Fool's Gold Report: Metals Rebound Despite Jobs Strength As Newmont, Barrick Lead Miners Higher

On Wednesday, positive economic data from the ADP private-sector jobs report might ordinarily have caused gold to continue its recent slide. But after the big hit that precious metals have taken lately, traders took a break from selling activity, and that helped push SPDR Gold Shares (NYSEMKT: GLD  ) and iShares Silver Trust (NYSEMKT: SLV  ) up around 0.7% each. Mining stocks did even better, as Barrick Gold (NYSE: ABX  ) and Newmont Mining (NYSE: NEM  ) paced the sector's gains.

How metals moved today
June gold futures climbed almost $11 per ounce Wednesday to settle at $1,290.80, outpacing SPDR Gold Shares' percentage gains. Silver did even better on a percentage basis, with May silver futures picking up $0.36 per ounce to finish at $20.05, climbing above the key psychological $20 per ounce level and outperforming the iShares Silver Trust's daily performance. Platinum-group metals also followed their counterparts higher on the day.

Metal

Today's Spot Price and Change From Previous Day

Gold

$1,290, up $10

Silver

$19.98, up $0.22

Platinum

$1,432, up $14

Palladium

$783, up $7

Source: Kitco. As of market close.

Image sources: Wikimedia Commons; Creative Commons/Armin Kubelbeck.

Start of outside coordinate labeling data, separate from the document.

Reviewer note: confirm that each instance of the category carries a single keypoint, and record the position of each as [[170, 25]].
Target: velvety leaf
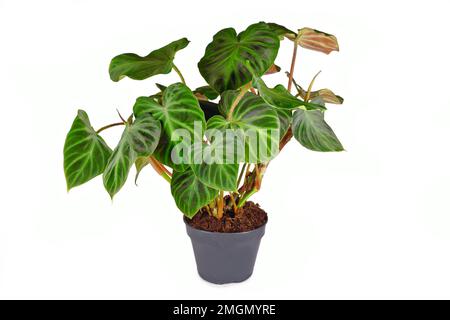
[[317, 40], [281, 98], [251, 115], [209, 108], [85, 152], [282, 31], [136, 67], [190, 193], [139, 139], [207, 91], [180, 109], [163, 154], [311, 130], [285, 117], [224, 64], [140, 163], [214, 170]]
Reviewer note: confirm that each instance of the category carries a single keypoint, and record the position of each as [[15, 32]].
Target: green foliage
[[224, 64], [139, 139], [190, 193], [136, 67], [195, 143]]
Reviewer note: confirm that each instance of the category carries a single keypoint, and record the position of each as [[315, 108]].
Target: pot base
[[225, 257]]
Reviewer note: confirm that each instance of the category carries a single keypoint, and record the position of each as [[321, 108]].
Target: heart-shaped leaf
[[311, 130], [190, 193], [179, 110], [139, 139], [209, 108], [224, 64], [85, 152], [163, 153], [136, 67], [254, 123], [285, 117], [214, 167], [317, 40]]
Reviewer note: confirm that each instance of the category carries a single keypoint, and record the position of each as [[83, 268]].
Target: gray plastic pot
[[225, 257]]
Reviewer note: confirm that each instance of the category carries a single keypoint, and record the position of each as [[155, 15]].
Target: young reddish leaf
[[317, 40]]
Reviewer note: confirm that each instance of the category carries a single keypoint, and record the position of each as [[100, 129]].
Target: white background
[[371, 222]]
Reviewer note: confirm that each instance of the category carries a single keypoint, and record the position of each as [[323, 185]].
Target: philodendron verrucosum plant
[[201, 147]]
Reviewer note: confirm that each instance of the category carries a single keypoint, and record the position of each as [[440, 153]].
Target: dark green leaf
[[224, 64], [180, 109], [139, 139], [207, 91], [140, 164], [209, 108], [190, 193], [311, 130], [214, 166], [136, 67], [252, 117], [163, 154], [285, 117], [85, 152]]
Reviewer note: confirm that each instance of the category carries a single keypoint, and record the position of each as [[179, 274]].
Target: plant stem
[[241, 94], [308, 93], [179, 73], [241, 174], [245, 197], [233, 203], [220, 205], [110, 126], [160, 169], [291, 71]]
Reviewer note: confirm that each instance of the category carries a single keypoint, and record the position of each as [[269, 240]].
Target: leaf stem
[[291, 71], [160, 169], [308, 93], [179, 73], [110, 126], [220, 205], [241, 174], [241, 94]]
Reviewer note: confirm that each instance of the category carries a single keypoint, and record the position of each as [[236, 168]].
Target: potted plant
[[212, 144]]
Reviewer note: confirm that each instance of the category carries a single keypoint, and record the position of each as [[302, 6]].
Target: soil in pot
[[248, 218]]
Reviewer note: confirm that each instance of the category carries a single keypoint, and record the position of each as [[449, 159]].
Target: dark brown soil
[[249, 217]]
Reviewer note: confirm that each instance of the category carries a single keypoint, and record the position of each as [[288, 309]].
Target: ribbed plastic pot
[[225, 257]]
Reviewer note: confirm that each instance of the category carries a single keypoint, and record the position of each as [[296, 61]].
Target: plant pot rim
[[222, 233]]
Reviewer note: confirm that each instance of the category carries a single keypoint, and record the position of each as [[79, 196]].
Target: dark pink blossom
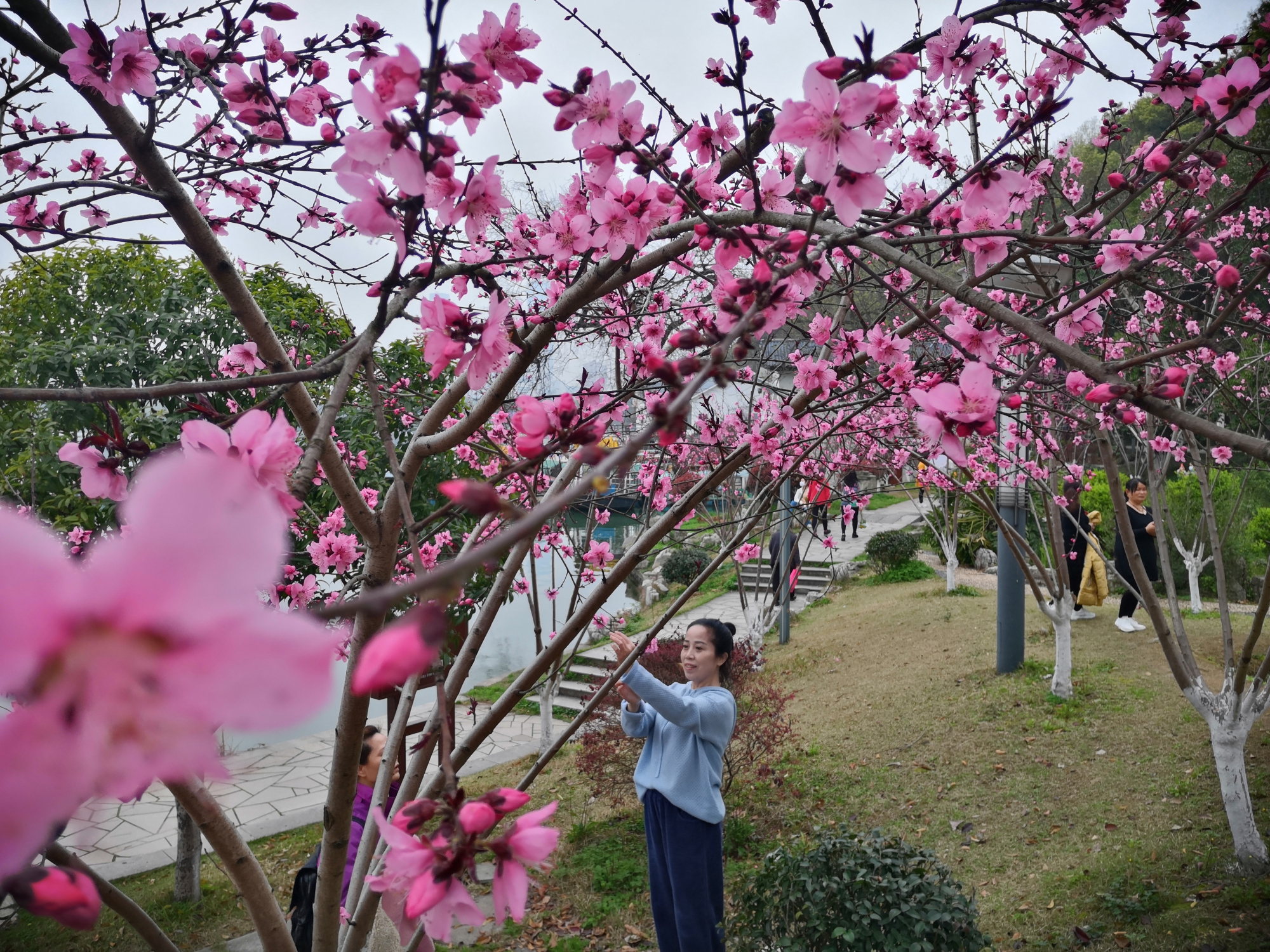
[[133, 69], [371, 214], [500, 45], [827, 125], [64, 896], [129, 661], [266, 446], [529, 843], [596, 114], [403, 649], [1229, 96], [98, 478]]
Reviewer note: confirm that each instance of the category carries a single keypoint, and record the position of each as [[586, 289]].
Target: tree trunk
[[545, 703], [1193, 571], [1229, 727], [190, 856], [1061, 685], [949, 564]]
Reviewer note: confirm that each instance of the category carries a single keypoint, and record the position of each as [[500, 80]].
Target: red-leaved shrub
[[609, 757]]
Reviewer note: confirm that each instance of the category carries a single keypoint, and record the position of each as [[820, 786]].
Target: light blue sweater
[[688, 732]]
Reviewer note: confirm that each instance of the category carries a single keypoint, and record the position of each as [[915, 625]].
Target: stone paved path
[[274, 788], [727, 607]]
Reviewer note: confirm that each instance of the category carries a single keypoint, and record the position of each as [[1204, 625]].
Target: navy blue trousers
[[685, 878]]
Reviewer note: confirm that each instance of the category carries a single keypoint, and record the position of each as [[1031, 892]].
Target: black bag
[[304, 892]]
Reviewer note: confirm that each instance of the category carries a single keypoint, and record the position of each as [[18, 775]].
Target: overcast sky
[[667, 40]]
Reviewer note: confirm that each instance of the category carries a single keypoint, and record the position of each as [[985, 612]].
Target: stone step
[[576, 689], [590, 671]]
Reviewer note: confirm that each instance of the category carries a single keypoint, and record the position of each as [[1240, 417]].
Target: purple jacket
[[361, 812]]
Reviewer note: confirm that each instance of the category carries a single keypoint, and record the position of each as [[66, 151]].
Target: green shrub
[[739, 837], [685, 565], [841, 893], [891, 549], [912, 571]]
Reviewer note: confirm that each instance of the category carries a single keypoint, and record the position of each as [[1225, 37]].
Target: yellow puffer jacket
[[1094, 579]]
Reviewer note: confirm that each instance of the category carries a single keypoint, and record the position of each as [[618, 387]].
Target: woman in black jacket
[[1144, 525]]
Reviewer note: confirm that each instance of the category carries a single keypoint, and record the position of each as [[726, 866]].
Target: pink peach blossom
[[128, 662], [826, 125], [529, 843], [266, 446], [1222, 93], [500, 44], [98, 479]]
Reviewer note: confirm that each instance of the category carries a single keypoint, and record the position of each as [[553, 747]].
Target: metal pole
[[787, 501], [1013, 506]]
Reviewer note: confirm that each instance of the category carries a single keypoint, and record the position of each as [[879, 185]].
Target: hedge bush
[[891, 549], [844, 893], [685, 565]]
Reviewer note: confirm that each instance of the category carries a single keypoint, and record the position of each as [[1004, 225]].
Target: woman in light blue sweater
[[678, 779]]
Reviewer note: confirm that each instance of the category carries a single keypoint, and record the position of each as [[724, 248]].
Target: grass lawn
[[219, 917], [1102, 813]]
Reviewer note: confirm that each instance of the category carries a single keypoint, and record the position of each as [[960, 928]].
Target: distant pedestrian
[[1076, 532], [819, 496], [774, 555], [1144, 525], [679, 777], [850, 492]]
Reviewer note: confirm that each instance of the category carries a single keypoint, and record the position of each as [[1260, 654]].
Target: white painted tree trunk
[[1193, 571], [1229, 725], [547, 699], [949, 563], [1194, 562], [1060, 615]]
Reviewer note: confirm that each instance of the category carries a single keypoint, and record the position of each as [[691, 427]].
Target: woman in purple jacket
[[373, 753]]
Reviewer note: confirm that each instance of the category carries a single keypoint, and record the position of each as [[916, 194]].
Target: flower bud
[[477, 817], [277, 12], [1227, 276], [1158, 162], [897, 67], [685, 340], [412, 817], [835, 68], [507, 800], [403, 649]]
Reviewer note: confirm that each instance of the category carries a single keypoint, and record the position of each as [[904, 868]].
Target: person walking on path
[[1144, 525], [850, 492], [1076, 531], [819, 496], [774, 557], [679, 777]]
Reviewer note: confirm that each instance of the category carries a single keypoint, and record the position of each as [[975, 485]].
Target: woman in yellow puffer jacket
[[1094, 579]]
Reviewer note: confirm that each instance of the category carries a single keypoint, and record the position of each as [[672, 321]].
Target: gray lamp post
[[1027, 277]]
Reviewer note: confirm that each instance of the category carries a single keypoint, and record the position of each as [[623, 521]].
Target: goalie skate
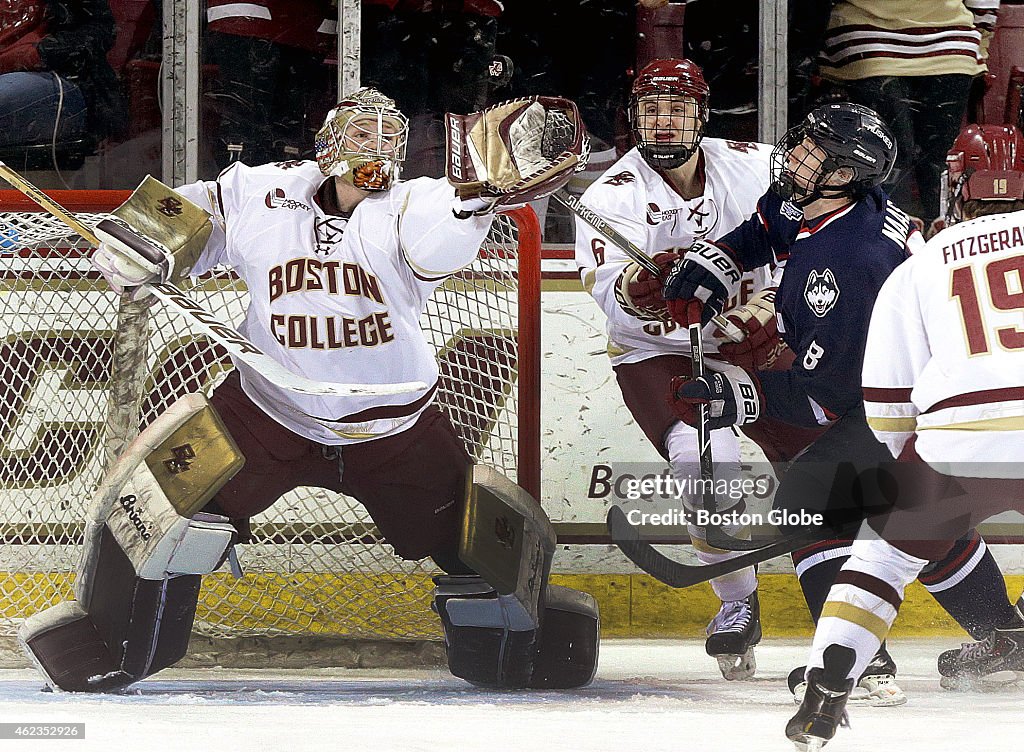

The key that U.S. investors need to understand is that economic conditions look much different domestically than they do in much of the rest of the world. In Europe, deflationary concerns are weighing on commodities markets, as the EU has actually seen year-over-year declines in prices at the wholesale level. Similarly, many Asian economies are starting to see slowdowns, prompting central banks to consider new measures to try to create more economic growth. Still, the fact that the European Central Bank has been reluctant to act decisively toward even greater stimulus measures has likely held gold back from even bigger potential gains. And once bullion prices start advancing, investor interest in SPDR Gold Shares and iShares Silver Trust could well grow.

Meanwhile, in the mining sector, Barrick Gold and Newmont Mining gained 4% and almost 3.5% respectively. For Barrick Gold, the miner's decision to revamp its compensation structure evoked a great deal of commentary from analysts today, as some still think that executive pay has to fall much more dramatically in order to fit with the new reality in the precious-metals markets. Still, Barrick Gold's more important issue is figuring out how it wants to deal with its shuttered Pascua-Lama and other major prospects in the long run, especially with Barrick Gold still having so much debt on its balance sheet.

Newmont Mining's gains came after it closed on its new five-year term loan and extended the term of its existing corporate revolving credit facility by two years to March 2019. At a time of such uncertainty for gold prices, Newmont Mining's ability to refinance its debt is important for longer-term investors. As an alternative to more costly dilutive equity raising, shareholders have to be happy if Newmont Mining is able to take advantage of relatively good terms from the credit markets to meet its capital needs for the next five years.

Today's gold rise is a respite for beaten-down traders, but the bigger question is whether it can sustain these gains. In the long run, gold will rely on economic conditions not just in the U.S. but around the world in order to determine the supply and demand characteristics that will drive its price up or down.